GPUs on the other hand use a Single Instruction Multiple Data (SIMD) model, where each multiple
processing elements execute the same instruction on multiple data simultaneously.
2.1.1
SIMD Model
The SIMD (Single Instruction Multiple Data) model is suited to the notion that the computation
stages on a GPU are executed sequentially (as in a pipeline) on a flow of data. Each of the computation
stages however, is executed in parallel by the GPU’s processors. In an NVIDIA GPU, processors execute
groups of 32 threads, called warps [5]. Individual threads in the same warp start together, but can then
execute and branch independently (although with some restrictions).
Although threads can generally execute independent instructions, threads belonging to the same warp
can only execute one common instruction at a time. If any thread in a warp diverges, then the threads in
that warp are serially executed for each of the independent instructions, with barriers being inserted after
the execution of such instructions so that threads are then re-synchronized. Thus, efficiency is achieved
when all 32 threads of a warp share the same execution path.
This kind of divergence that forces hardware to serially execute instructions can only exist inside a
warp, as different warps are running on different multiprocessors.
In order to maximize the utilization of a GPU’s resources, thread-level parallelism is needed.

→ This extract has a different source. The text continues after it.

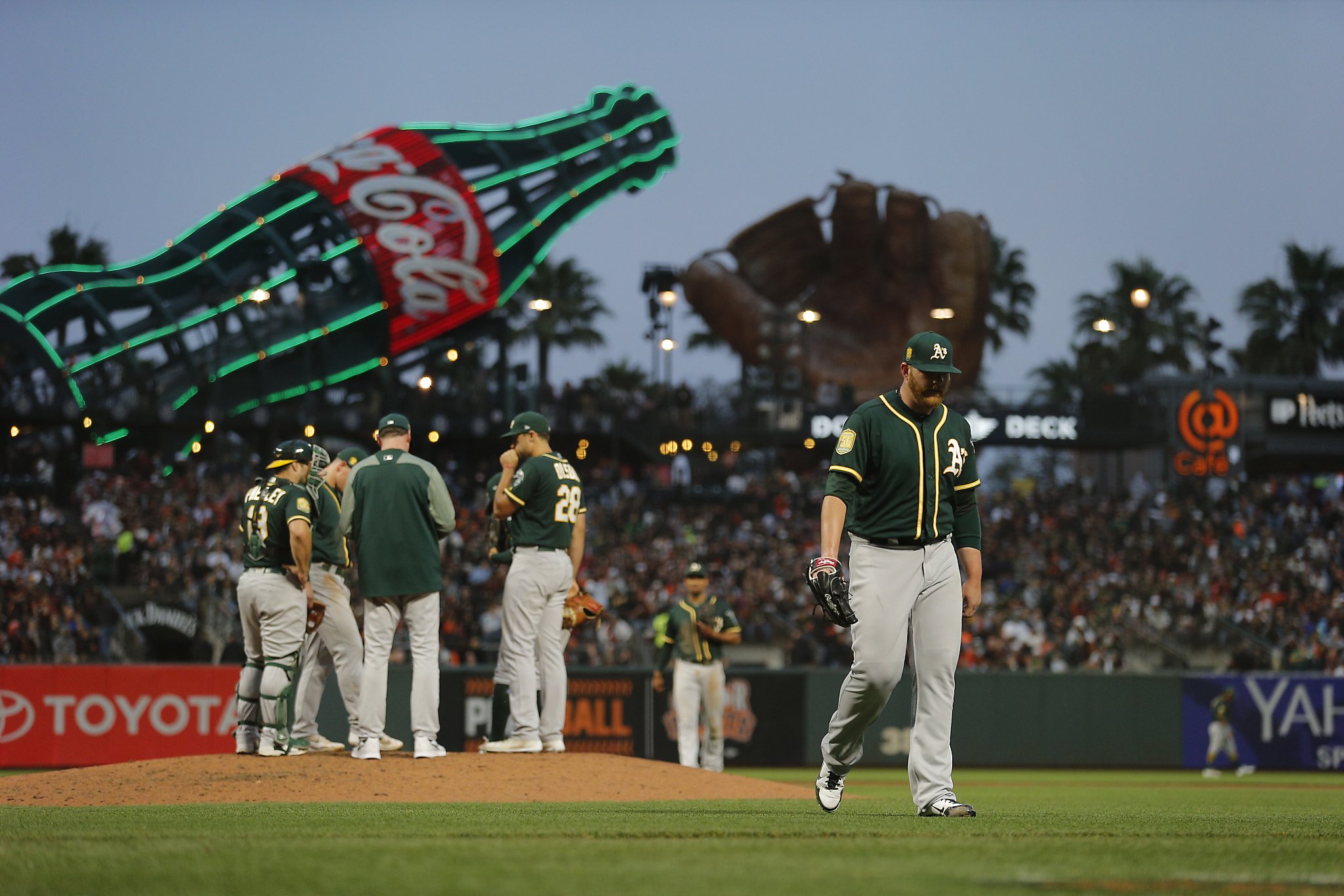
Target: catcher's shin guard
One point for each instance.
(277, 695)
(247, 692)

Occupancy (the level of threads that are running or ready to run in regards of the total number of possible
threads during the program’s life cycle) is related to the number of warps that belong to a multiprocessor.
Each time an instruction needs to be issued on a multiprocessor, a warp scheduler takes a warp that
is ready to run its next instruction and issues that instruction to the warp’s threads. Some time is needed
for a warp to be ready to execute its next instruction: this is called latency. So thread-level parallelism
effectively targets hiding the latency, and occupancy is essentially a measure of how much latency is
hidden. Maximum occupancy is achieved when the warp scheduler always has an instruction to issue for
some warp at every clock cycle.
2.1.2
Threads
Another main difference between CPUs and GPUs are threads and how they are organized. On a
typical CPU, a small number of threads can run concurrently on a core. On a GPU however, thousands can run concurrently per multiprocessor (our Tesla C2050 card supports up to 1536 threads per
multiprocessor).
Switching between threads on a CPU can also take some significant time, where on a GPU this
switching is done seamlessly and almost instantly. This is due to the fact that on a CPU, the operation
system controls the thread switching behavior. On a GPU, thousands of threads are put into a queue
(in groups of warps). If the hardware must wait on one warp of threads (because for instance it needed
to perform a slow access to memory), then it just swaps that warp with another one that is ready to
execute.
This is mainly possible due to the large amount of registers present on a GPU: separate registers
are allocated to all of the threads, so no swapping of registers or state needs to be done when thread
switching occurs (unlike a CPU, which has less registers and as such their state must be saved in thread
switches).
5
Figure 2.3: The fermi architecture. http://files.tested.com/uploads/0/5/16360-gf100 core.jpg
2.1.3
Memory
Both CPU and GPU have dedicated memory chips available to them. On a CPU, the RAM is
accessible to all code (given that it stays within some boundaries related to processes, boundaries enforced
by the operating system). On a GPU, the RAM is divided virtually (and physically) into several types
(described later in this chapter), each of which has its own characteristics. But mainly the differences are
that the CPU’s RAM is much faster than the GPU’s. The CPU’s RAM has a higher-bandwidth, and it
is supported by multiple, large caches. A GPU’s RAM can be slow depending on the access pattern and
its caches are small, due to being designed for special uses (namely texture filtering) which are related to
the aforementioned types in which the RAM is divided in.
2.2
Hardware Architecture
The Tesla C2050 is an NVIDIA workstation GPU which is based on the Fermi architecture. The Fermi
architecture provides many improvements over previous ones, such as Error-Correcting Code (ECC) across
all of memory types (registers, DRAM, etc) and the ability to execute concurrent processes. The C2050
is composed of 14 shared multiprocessors. A shared multiprocessor is basically a small processor: it has
an execution engine, and plenty of registers. It also has its own small memory and L1 cache. These
14 multiprocessors are then connected to a DRAM memory. In the C2050, this memory has 3GB of
capacity (reduced to around 2.7GB when memory error correction is on). However, its latency is quite
large, so accessing it must be something that programmers must take into consideration when designing
and implementing programs.
In Figure 2.3, we can see an overall look of the architecture present in Fermi GPUs.
6
Figure
2.4:
The
fermi
shared
multiprocessor
http://www.geeks3d.com/public/jegx/201001/fermi gt100 sm.jpg
hardware
architecture.
A Fermi card can have up to 16 shared multiprocessors (our Tesla card has 14), each of which has
capability for 32 cores (or execution units), meaning that at most, 16 x 32 (512) threads can be running
in parallel. They are all inter-connected to a global L2 cache and to memory controllers that are used to
access the GPU’s DRAM. There is also a host interface to communicate with the CPU, and some other
special engines related to graphics operations.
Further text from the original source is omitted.